Lesson 5 of 14

Two-Phase Commit

Two-Phase Commit (2PC)

A distributed transaction must either commit on all participating nodes or abort on all of them — never a partial commit. Two-Phase Commit (2PC) is the classic protocol to achieve this.

The Two Phases

Phase 1 — Prepare (Voting):

  1. The coordinator sends a PREPARE message to all participants.
  2. Each participant checks if it can commit (checks its local state, writes to a WAL).
  3. Each participant votes YES (ready) or NO (abort).

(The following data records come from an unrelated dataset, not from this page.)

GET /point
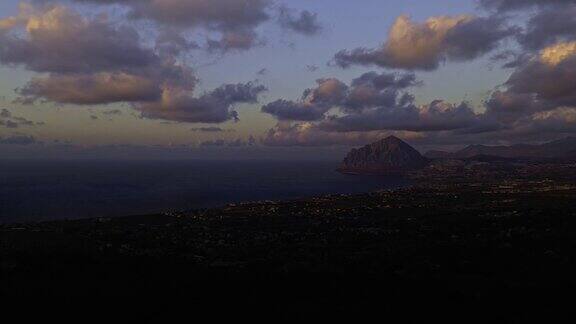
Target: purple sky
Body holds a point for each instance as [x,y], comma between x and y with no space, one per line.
[274,75]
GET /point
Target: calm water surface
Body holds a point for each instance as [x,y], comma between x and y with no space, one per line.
[46,190]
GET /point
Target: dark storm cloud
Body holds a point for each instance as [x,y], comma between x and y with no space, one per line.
[18,140]
[62,41]
[234,40]
[549,26]
[93,62]
[233,143]
[436,116]
[423,46]
[208,129]
[314,102]
[8,120]
[369,90]
[91,89]
[521,4]
[305,22]
[290,110]
[212,107]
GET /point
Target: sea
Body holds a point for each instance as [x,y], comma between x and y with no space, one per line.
[44,190]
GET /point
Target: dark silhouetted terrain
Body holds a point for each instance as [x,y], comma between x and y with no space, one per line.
[388,156]
[501,250]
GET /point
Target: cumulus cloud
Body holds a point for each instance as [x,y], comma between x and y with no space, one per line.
[216,106]
[540,94]
[91,89]
[8,120]
[368,91]
[18,140]
[372,105]
[313,105]
[435,116]
[502,5]
[550,77]
[92,61]
[234,40]
[235,21]
[423,46]
[60,40]
[305,22]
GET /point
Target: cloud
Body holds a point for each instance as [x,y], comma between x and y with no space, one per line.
[91,89]
[305,22]
[307,134]
[93,61]
[313,105]
[60,40]
[551,76]
[502,5]
[5,113]
[212,107]
[8,120]
[368,91]
[18,140]
[424,46]
[209,129]
[436,116]
[234,143]
[549,26]
[234,40]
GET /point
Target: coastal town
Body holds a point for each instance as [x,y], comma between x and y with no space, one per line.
[470,242]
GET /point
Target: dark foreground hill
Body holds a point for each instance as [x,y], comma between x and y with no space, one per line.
[388,156]
[483,253]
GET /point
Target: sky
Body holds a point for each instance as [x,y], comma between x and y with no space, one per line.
[272,75]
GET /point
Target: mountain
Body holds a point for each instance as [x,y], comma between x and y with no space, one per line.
[557,149]
[434,154]
[388,156]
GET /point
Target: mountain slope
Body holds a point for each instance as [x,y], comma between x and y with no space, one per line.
[390,155]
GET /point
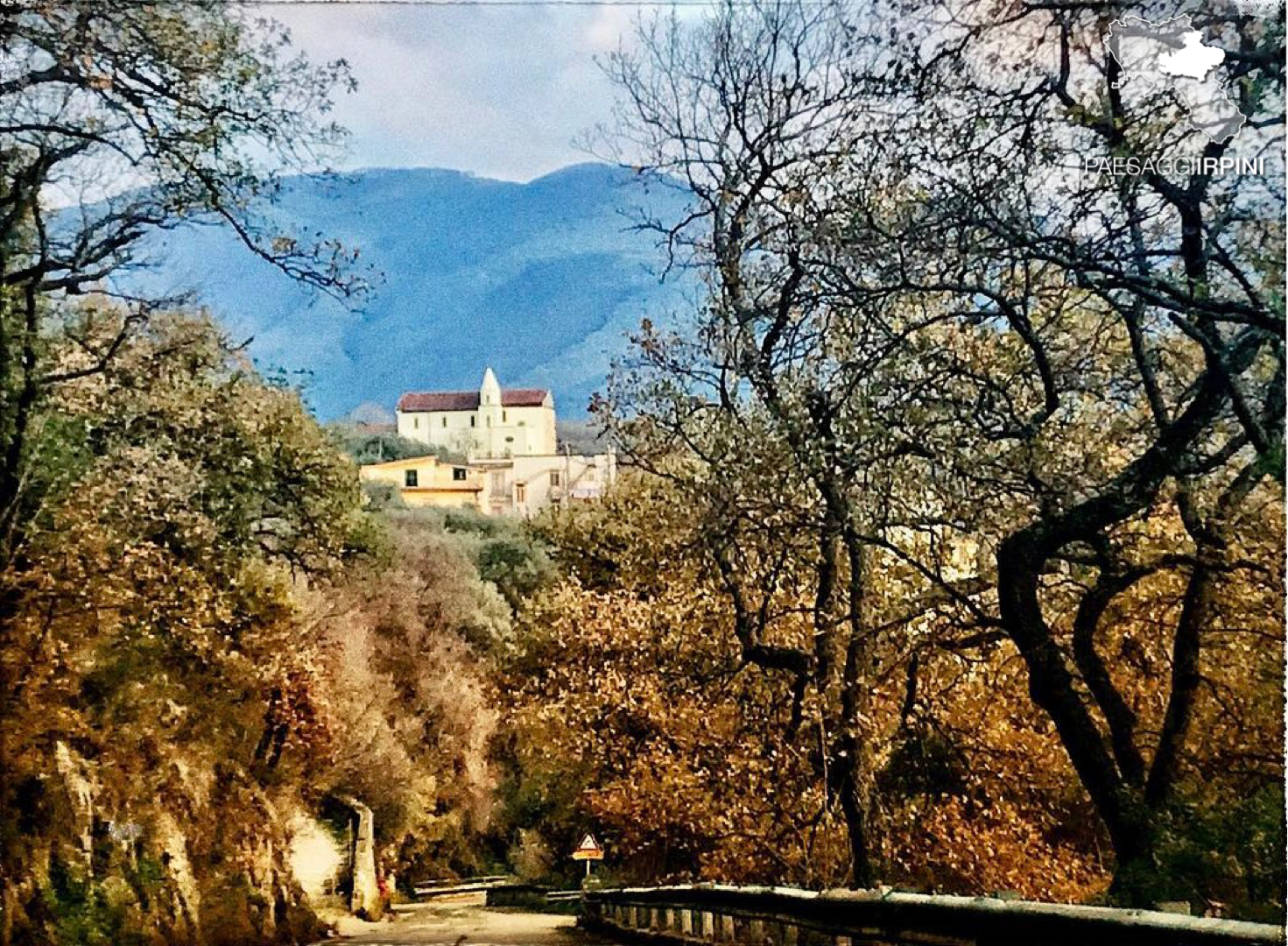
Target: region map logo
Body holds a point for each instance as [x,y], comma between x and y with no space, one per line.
[1170,56]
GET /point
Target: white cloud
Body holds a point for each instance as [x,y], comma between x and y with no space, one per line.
[499,90]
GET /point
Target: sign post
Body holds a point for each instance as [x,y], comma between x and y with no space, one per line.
[588,851]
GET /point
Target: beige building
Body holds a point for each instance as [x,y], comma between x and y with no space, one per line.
[524,484]
[483,424]
[428,481]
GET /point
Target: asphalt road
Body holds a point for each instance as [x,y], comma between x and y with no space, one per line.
[467,924]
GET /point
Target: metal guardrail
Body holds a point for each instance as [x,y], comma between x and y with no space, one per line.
[788,916]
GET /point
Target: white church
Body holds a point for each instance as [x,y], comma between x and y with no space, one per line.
[511,459]
[483,424]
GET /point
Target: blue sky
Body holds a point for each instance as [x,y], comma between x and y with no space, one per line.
[497,90]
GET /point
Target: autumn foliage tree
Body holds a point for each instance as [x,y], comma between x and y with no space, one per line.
[1003,401]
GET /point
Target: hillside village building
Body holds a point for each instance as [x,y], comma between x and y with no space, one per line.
[510,459]
[489,423]
[424,481]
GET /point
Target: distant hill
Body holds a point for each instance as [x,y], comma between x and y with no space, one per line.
[541,281]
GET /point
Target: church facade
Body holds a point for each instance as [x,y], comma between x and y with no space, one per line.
[486,424]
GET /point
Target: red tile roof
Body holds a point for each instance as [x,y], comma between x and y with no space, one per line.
[524,397]
[468,399]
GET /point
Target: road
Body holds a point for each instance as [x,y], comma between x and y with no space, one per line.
[468,924]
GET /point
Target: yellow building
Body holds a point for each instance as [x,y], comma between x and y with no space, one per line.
[428,481]
[489,423]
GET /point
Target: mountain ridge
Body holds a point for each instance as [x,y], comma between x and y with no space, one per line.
[540,280]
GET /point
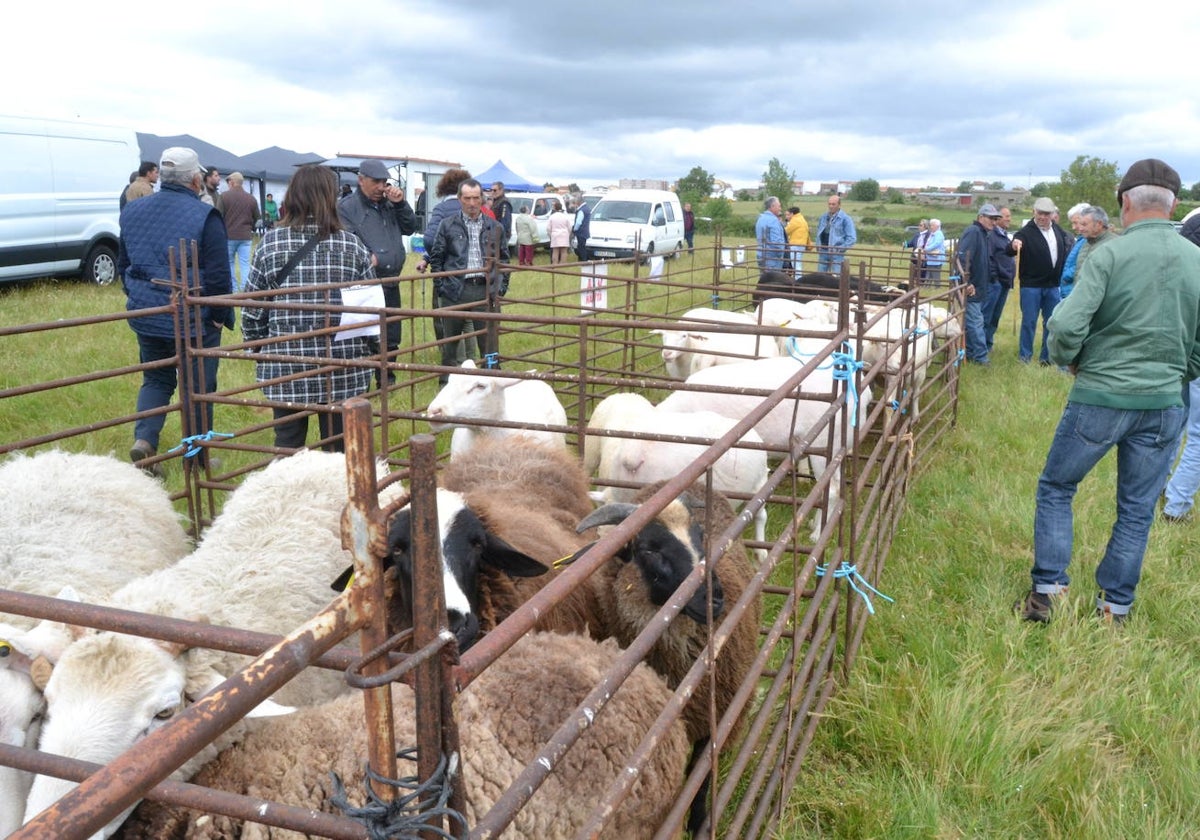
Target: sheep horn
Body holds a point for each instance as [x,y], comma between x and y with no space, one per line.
[610,514]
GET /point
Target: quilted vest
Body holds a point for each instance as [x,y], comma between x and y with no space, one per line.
[149,228]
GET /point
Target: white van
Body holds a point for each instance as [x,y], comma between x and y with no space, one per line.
[647,220]
[543,204]
[60,184]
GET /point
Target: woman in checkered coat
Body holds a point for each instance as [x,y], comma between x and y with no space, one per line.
[309,339]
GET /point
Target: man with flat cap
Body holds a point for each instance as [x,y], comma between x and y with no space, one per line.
[975,264]
[151,228]
[1129,333]
[378,215]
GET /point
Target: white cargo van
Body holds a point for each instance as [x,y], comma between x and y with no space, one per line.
[60,184]
[649,220]
[543,204]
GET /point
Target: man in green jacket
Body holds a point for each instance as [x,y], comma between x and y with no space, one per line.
[1131,335]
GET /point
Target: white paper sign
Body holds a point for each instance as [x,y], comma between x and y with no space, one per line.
[593,287]
[360,295]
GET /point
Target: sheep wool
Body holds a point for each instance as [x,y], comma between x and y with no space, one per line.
[504,718]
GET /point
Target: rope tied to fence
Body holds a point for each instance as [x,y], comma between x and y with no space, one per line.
[845,365]
[192,441]
[895,403]
[793,349]
[850,574]
[407,815]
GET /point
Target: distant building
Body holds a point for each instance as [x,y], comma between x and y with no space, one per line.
[643,184]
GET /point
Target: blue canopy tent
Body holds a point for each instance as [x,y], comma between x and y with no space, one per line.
[511,181]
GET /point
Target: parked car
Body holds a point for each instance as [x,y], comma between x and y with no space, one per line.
[543,204]
[60,185]
[624,221]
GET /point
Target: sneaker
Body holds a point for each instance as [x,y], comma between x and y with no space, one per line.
[1036,606]
[141,451]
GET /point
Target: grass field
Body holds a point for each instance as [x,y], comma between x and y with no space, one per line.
[958,720]
[963,721]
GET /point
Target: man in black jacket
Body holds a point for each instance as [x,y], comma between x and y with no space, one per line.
[378,215]
[1043,247]
[467,241]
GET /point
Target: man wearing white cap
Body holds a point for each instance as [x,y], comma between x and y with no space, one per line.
[150,227]
[1043,247]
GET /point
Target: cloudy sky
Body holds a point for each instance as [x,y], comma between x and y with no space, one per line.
[909,94]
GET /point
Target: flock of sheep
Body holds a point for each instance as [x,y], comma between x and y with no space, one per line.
[514,505]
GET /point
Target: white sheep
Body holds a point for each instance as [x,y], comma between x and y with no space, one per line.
[504,718]
[486,397]
[264,564]
[900,336]
[780,311]
[639,461]
[69,523]
[690,348]
[791,419]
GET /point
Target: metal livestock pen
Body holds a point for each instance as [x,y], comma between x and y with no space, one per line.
[587,335]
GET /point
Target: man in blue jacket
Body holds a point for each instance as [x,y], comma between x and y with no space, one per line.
[768,232]
[150,228]
[835,234]
[475,245]
[973,258]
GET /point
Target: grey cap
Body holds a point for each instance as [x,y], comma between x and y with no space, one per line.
[373,168]
[180,160]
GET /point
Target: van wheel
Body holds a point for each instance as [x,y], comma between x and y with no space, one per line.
[100,267]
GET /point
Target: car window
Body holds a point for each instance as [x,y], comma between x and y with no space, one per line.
[622,211]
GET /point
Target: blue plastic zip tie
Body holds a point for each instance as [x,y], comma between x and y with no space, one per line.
[845,365]
[850,573]
[191,441]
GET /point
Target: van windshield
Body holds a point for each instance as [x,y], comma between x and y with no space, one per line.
[622,211]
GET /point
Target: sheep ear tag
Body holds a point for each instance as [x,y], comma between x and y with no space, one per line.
[269,708]
[343,581]
[499,555]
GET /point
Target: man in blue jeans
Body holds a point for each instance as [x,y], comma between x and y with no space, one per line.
[1128,333]
[1043,249]
[973,261]
[150,227]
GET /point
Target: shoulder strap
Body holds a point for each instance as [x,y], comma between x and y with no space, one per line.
[301,252]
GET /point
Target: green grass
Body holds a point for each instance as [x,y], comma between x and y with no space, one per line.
[961,721]
[957,719]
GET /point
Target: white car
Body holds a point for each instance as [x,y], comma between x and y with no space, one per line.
[543,204]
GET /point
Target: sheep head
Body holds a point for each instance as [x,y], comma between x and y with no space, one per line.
[665,551]
[466,547]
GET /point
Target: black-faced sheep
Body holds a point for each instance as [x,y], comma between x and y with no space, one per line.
[69,523]
[504,718]
[264,564]
[654,564]
[507,513]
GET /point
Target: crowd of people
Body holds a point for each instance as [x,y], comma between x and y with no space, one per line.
[1120,313]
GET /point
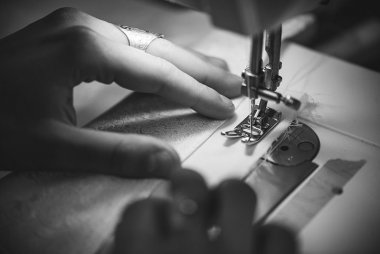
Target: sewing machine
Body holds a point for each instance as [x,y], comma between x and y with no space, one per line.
[329,195]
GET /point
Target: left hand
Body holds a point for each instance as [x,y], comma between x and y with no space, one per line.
[42,63]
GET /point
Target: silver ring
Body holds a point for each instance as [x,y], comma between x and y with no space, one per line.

Phase 2 — Commit (Decision):

  • If all votes are YES: coordinator sends COMMIT to all participants.
  • If any vote is NO (or a timeout): coordinator sends ABORT to all participants.
Coordinator          Participant A      Participant B
    │── PREPARE ──────────►│                 │
    │── PREPARE ───────────────────────────►│
    │◄── YES ──────────────│                 │
    │◄── YES ──────────────────────────────│
    │── COMMIT ────────────►│                │
    │── COMMIT ────────────────────────────►│

The Problem

2PC has a blocking failure mode: if the coordinator crashes after Phase 1 but before sending the commit/abort decision, participants are stuck — they cannot commit or abort without the coordinator. Modern protocols like 3PC and Paxos/Raft solve this.

Your Task

Implement a TwoPhaseCommit coordinator class. It should:

  • Accept a list of participant functions (each returns true for YES or false for NO when prepared).
  • prepare() — call all participants, collect votes.
  • commit() — if all voted YES, commit (return "COMMITTED"). Otherwise abort (return "ABORTED").